Autoantibodies to Laminin-332 were detected in recent studies of systemic lupus erythematosus (SLE), psoriasis, bronchiolitis obliterans (BO), graft-vs-host disease (GVH), bullous pemphigoid (BP), lichen planus (LP), epidermolysis bullosa acquisita (EBA), and membranous glomerulonephropathy (MGN). A high incidence of cancer rate was reported in these autoimmune diseases including primary Sjögren's syndrome (pSS), systemic sclerosis (SS), dermatomyositis (DM), multiple sclerosis (MS), immune thrombocytopenia purpura (ITP), and rheumatoid arthritis (RA). Data analysis demonstrated that LM-332Pg patients had a higher risk of developing ovarian, uterine, lung, gastric cancers and leukemia. The incidence for breast cancer was lower, when compared with global cancer rates. Patients diagnosed with cancer after the presence of LM-332Pg had higher rates of mortality and lower rates of remission, compared to those diagnosed with cancer prior to the discovery/diagnosis of LM-332Pg. When studied, levels of Laminin-332 autoantibodies correlated with the presence or absence of malignancy.
Preliminary analysis suggests that autoantibodies to Laminin-332 are present in multiple autoimmune diseases, which also have a high incidence of malignancy. Detailed analysis of available data highlights that patients who developed LM-332Pg after cancer was diagnosed, had a more favorable prognosis, compared to patients who developed cancer when LM-332Pg was previously present. Preliminary data would suggest that autoantibodies to Laminin-332 could serve as an important biomarker in certain patients, for correlation with possible incidence of malignancy.
层粘连蛋白-332 是基底膜的重要组成部分。最近,几种自身免疫性疾病中描述了层粘连蛋白-332 的自身抗体。这些自身免疫性疾病中有许多具有很高的恶性肿瘤发病率。层粘连蛋白-332 自身抗体的重要性及其与恶性肿瘤的关系,以层粘连蛋白-332 天疱疮(LM-332Pg)为原型得到了强调。
确定几种存在层粘连蛋白-332 自身抗体的自身免疫性疾病,并确定其恶性肿瘤的患病率。使用层粘连蛋白-332 天疱疮(LM-332Pg)作为原型,比较有和无癌症的 LM-332Pg 患者的临床特征。通过确定癌症的时间检测,可以确定层粘连蛋白-332 自身抗体对预后的影响。
进行了文献检索,以确定存在层粘连蛋白-332 自身抗体的自身免疫和炎症性疾病。随后,确定了这些自身免疫性疾病的恶性肿瘤患病率。为了确定癌症发病率和临床结果,以检查是否可以提出关系,对 LM-332Pg 患者的出版物进行了搜索。
在最近的系统性红斑狼疮(SLE)、银屑病、细支气管闭塞(BO)、移植物抗宿主病(GVH)、大疱性类天疱疮(BP)、扁平苔藓(LP)、获得性大疱性表皮松解症(EBA)和膜性肾小球肾炎(MGN)的研究中检测到层粘连蛋白-332 的自身抗体。

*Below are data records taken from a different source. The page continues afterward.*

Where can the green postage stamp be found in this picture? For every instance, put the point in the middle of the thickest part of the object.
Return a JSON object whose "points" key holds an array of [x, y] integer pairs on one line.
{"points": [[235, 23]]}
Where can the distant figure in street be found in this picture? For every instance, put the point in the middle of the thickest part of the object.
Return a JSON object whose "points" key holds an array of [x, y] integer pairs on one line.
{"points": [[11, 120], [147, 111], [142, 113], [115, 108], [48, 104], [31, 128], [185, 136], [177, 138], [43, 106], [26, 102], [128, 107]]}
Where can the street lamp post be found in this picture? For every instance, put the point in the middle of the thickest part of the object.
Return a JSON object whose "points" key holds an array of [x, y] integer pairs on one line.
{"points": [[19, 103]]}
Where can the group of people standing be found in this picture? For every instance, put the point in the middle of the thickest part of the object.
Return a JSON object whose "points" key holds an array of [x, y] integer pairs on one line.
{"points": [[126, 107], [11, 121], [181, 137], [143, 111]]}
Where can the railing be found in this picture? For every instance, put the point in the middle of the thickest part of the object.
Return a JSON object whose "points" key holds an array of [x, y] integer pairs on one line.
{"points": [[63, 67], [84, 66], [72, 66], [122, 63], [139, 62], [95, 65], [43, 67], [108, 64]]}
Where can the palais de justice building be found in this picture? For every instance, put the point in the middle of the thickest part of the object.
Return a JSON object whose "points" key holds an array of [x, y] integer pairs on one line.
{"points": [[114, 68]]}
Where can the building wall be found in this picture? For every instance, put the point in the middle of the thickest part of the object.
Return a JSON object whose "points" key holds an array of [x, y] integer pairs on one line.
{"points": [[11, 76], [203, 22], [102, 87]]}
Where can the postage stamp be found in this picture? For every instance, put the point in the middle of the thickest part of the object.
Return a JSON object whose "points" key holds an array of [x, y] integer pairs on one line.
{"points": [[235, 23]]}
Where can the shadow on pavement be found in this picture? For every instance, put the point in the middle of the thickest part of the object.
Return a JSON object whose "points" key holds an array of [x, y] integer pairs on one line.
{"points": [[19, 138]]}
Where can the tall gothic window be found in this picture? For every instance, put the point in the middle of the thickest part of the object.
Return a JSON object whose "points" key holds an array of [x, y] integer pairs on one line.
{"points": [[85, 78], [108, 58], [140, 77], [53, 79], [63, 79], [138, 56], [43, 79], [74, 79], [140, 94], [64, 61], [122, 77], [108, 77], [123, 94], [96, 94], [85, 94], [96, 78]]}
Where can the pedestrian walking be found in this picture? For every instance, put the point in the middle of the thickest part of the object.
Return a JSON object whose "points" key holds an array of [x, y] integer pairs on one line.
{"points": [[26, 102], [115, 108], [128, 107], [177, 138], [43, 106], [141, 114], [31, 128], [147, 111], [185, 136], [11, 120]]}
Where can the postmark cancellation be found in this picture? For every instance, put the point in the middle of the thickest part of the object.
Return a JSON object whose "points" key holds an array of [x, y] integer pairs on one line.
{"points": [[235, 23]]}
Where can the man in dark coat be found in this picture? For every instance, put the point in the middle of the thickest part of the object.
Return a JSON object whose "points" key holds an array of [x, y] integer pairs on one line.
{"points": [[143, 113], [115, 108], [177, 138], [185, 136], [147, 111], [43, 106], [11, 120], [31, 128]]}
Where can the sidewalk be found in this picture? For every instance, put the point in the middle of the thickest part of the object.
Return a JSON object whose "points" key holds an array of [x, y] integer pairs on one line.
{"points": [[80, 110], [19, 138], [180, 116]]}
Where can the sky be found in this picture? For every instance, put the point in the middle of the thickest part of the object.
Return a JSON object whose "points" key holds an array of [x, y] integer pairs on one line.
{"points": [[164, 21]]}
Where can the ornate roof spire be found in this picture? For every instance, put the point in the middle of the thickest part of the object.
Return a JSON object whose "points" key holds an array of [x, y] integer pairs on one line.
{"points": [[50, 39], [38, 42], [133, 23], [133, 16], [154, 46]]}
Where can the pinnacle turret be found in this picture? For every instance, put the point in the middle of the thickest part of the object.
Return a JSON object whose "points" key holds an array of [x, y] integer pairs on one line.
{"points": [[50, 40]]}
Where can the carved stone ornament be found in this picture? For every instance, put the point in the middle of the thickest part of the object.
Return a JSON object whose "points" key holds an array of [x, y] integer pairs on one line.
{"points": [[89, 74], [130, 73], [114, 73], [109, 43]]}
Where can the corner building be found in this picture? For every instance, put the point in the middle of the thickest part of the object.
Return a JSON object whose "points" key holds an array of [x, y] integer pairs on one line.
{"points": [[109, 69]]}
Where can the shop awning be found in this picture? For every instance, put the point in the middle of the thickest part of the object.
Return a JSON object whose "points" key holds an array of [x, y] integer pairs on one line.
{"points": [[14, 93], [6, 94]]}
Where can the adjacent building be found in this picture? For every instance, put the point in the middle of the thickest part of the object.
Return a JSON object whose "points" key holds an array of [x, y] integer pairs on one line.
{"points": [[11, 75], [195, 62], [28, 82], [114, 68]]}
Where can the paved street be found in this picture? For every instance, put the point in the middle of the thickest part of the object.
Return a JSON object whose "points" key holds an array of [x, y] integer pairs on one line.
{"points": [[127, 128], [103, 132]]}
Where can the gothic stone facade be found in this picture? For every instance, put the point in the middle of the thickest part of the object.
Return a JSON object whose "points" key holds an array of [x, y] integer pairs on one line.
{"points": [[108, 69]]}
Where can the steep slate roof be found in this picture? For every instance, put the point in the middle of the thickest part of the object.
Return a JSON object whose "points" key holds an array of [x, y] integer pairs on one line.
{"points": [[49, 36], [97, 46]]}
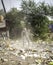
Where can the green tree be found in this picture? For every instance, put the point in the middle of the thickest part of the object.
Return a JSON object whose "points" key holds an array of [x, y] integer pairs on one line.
{"points": [[14, 18], [38, 20]]}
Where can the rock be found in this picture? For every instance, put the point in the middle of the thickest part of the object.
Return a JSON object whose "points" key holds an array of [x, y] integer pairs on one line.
{"points": [[4, 60]]}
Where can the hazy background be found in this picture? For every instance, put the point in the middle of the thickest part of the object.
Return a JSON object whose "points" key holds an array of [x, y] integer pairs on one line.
{"points": [[16, 3]]}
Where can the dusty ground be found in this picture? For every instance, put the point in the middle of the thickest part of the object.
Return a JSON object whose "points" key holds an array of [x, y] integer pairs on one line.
{"points": [[17, 54]]}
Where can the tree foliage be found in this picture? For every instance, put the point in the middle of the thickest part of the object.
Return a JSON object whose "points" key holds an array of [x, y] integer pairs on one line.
{"points": [[14, 17], [36, 16]]}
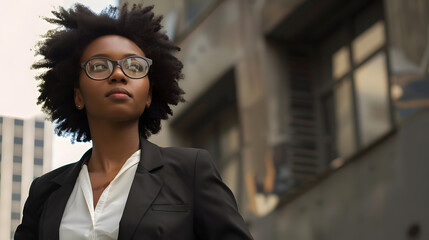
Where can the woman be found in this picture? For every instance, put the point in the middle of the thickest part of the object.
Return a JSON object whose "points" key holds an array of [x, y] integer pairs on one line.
{"points": [[111, 78]]}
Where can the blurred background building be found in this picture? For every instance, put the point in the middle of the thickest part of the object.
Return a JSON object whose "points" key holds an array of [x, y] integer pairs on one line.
{"points": [[25, 153], [316, 111]]}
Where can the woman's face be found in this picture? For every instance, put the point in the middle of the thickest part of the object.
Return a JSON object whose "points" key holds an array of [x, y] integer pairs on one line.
{"points": [[117, 98]]}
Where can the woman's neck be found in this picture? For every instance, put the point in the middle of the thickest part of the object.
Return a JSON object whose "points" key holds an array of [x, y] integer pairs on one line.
{"points": [[112, 144]]}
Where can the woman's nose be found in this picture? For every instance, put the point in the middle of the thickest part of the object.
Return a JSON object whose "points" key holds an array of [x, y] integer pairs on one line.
{"points": [[118, 75]]}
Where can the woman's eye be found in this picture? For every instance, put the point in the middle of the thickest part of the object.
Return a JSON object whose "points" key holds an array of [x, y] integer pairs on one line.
{"points": [[135, 67], [99, 67]]}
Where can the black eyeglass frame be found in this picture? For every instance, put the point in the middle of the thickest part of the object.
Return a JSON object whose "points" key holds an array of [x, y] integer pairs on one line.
{"points": [[116, 63]]}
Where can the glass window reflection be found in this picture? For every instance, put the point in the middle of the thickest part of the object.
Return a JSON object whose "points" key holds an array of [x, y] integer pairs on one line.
{"points": [[372, 97]]}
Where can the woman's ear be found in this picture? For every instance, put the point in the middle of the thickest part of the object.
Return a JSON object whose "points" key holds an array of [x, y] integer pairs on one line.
{"points": [[149, 98], [78, 99]]}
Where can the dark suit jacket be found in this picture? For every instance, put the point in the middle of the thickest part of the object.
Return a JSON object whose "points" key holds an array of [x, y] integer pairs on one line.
{"points": [[176, 193]]}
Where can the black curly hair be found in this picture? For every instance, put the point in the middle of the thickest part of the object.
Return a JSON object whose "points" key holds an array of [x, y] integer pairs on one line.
{"points": [[62, 48]]}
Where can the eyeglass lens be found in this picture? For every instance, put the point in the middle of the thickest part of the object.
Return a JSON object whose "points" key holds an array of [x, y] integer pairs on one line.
{"points": [[102, 68]]}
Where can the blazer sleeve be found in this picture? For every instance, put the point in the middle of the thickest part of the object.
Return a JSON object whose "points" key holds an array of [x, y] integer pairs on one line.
{"points": [[216, 212], [28, 229]]}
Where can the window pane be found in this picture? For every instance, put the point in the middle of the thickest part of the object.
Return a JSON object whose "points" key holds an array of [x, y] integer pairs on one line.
{"points": [[368, 42], [230, 173], [345, 134], [340, 62], [373, 108]]}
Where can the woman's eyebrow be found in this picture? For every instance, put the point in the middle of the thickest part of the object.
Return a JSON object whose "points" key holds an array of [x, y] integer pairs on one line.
{"points": [[107, 55]]}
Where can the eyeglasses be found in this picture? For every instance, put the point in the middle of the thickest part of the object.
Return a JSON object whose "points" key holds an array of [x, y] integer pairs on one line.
{"points": [[100, 68]]}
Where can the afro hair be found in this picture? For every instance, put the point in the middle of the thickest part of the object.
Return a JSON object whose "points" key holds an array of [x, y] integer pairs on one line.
{"points": [[62, 48]]}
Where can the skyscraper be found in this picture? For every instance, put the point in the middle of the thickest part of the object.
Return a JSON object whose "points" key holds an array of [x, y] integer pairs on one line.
{"points": [[25, 153]]}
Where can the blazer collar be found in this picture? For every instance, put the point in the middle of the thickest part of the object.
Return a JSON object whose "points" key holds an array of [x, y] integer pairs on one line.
{"points": [[144, 189]]}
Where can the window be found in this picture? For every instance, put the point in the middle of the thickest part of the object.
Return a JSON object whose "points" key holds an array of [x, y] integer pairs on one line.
{"points": [[354, 96], [194, 8], [212, 123]]}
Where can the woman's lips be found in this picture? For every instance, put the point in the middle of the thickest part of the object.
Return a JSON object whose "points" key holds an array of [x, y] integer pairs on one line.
{"points": [[119, 92]]}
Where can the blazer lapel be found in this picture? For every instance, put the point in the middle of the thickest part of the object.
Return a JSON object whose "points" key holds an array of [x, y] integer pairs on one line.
{"points": [[144, 189], [56, 203]]}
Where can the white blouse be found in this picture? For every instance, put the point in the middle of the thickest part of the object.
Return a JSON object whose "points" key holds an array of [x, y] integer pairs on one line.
{"points": [[80, 219]]}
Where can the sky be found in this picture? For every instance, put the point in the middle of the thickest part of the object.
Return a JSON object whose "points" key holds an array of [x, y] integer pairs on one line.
{"points": [[21, 27]]}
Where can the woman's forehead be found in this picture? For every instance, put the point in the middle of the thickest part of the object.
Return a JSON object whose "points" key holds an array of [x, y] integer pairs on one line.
{"points": [[112, 46]]}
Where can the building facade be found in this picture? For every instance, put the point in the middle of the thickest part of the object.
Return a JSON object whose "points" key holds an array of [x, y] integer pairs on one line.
{"points": [[25, 153], [316, 111]]}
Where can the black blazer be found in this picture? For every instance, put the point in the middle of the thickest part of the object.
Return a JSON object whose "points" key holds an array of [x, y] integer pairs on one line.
{"points": [[176, 193]]}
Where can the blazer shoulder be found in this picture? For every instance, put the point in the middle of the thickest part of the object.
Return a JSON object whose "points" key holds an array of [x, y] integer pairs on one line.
{"points": [[54, 173], [184, 154]]}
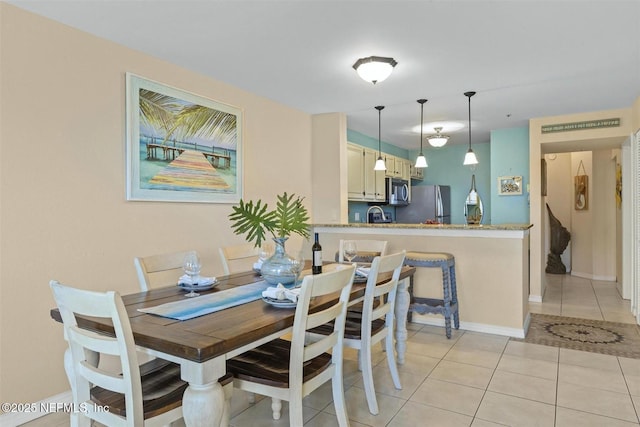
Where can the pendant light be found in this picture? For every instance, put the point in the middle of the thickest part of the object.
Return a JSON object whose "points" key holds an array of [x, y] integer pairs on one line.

这些自身免疫性疾病的癌症发病率很高,包括原发性干燥综合征(pSS)、系统性硬化症(SS)、皮肌炎(DM)、多发性硬化症(MS)、免疫性血小板减少性紫癜(ITP)和类风湿关节炎(RA)。数据分析表明,LM-332Pg 患者发生卵巢癌、子宫癌、肺癌、胃癌和白血病的风险更高。与全球癌症发病率相比,乳腺癌的发病率较低。与在发现/诊断 LM-332Pg 之前被诊断患有癌症的患者相比,在 LM-332Pg 存在后被诊断患有癌症的患者的死亡率更高,缓解率更低。当研究时,层粘连蛋白-332 自身抗体的水平与恶性肿瘤的存在与否相关。
初步分析表明,层粘连蛋白-332 的自身抗体存在于多种自身免疫性疾病中,这些疾病也具有很高的恶性肿瘤发病率。对现有数据的详细分析强调,与先前存在 LM-332Pg 时相比,在癌症诊断后发展为 LM-332Pg 的患者具有更好的预后。初步数据表明,层粘连蛋白-332 自身抗体可以作为某些患者的重要生物标志物,与可能的恶性肿瘤发病率相关。